I was living three to the minute. I was scoring points against him every stroke of my paddle, every turn of the stream. I have rarely had better profit of my life.

For I think we may look upon our little private war with death somewhat in this light. If a man knows he will sooner or later be robbed upon a journey, he will have a bottle of the best in every inn, and look upon all his extravagances as so much gained upon the thieves. And above all, where instead of simply spending, he makes a profitable investment for some of his money, when it will be out of risk of loss. So every bit of brisk living, and above all when it is healthful, is just so much gained upon the wholesale filcher, death. We shall have the less in our pockets, the more in our stomach, when he cries stand and deliver. A swift stream is a favourite artifice of his, and one that brings him in a comfortable thing per annum; but when he and I come to settle our accounts, I shall whistle in his face for these hours upon the upper Oise.

Towards afternoon we got fairly drunken with the sunshine and the exhilaration of the pace. We could no longer contain ourselves and our content. The canoes were too small for us; we must be out and stretch ourselves on shore. And so in a green meadow we bestowed our limbs on the grass, and smoked deifying tobacco and proclaimed the world excellent. It was the last good hour of the day, and I dwell upon it with extreme complacency.

On one side of the valley, high up on the chalky summit of the hill, a ploughman with his team appeared and disappeared at regular intervals. At each revelation he stood still for a few seconds against the sky: for all the world (as the Cigarette declared) like a toy Burns who should have just ploughed up the Mountain Daisy.
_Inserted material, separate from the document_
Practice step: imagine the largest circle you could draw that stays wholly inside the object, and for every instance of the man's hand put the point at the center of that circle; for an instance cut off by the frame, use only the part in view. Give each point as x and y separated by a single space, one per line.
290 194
He was the only living thing within view, unless we are to count the river.

On the other side of the valley a group of red roofs and a belfry showed among the foliage. Thence some inspired bell-ringer made the afternoon musical on a chime of bells. There was something very sweet and taking in the air he played; and we thought we had never heard bells speak so intelligibly, or sing so melodiously, as these. It must have been to some such measure that the spinners and the young maids sang, 'Come away, Death,' in the Shakespearian Illyria. There is so often a threatening note, something blatant and metallic, in the voice of bells, that I believe we have fully more pain than pleasure from hearing them; but these, as they sounded abroad, now high, now low, now with a plaintive cadence that caught the ear like the burthen of a popular song, were always moderate and tunable, and seemed to fall in with the spirit of still, rustic places, like the noise of a waterfall or the babble of a rookery in spring. I could have asked the bell-ringer for his blessing, good, sedate old man, who swung the rope so gently to the time of his meditations. I could have blessed the priest or the heritors, or whoever may be concerned with such affairs in France, who had left these sweet old bells to gladden the afternoon, and not held meetings, and made collections, and had their names repeatedly printed in the local paper, to rig up a peal of brand- new, brazen, Birmingham-hearted substitutes, who should bombard their sides to the provocation of a brand-new bell-ringer, and fill the echoes of the valley with terror and riot.

At last the bells ceased, and with their note the sun withdrew. The piece was at an end; shadow and silence possessed the valley of the Oise. We took to the paddle with glad hearts, like people who have sat out a noble performance and returned to work. The river was more dangerous here; it ran swifter, the eddies were more sudden and violent. All the way down we had had our fill of difficulties. Sometimes it was a weir which could be shot, sometimes one so shallow and full of stakes that we must withdraw the boats from the water and carry them round. But the chief sort of obstacle was a consequence of the late high winds.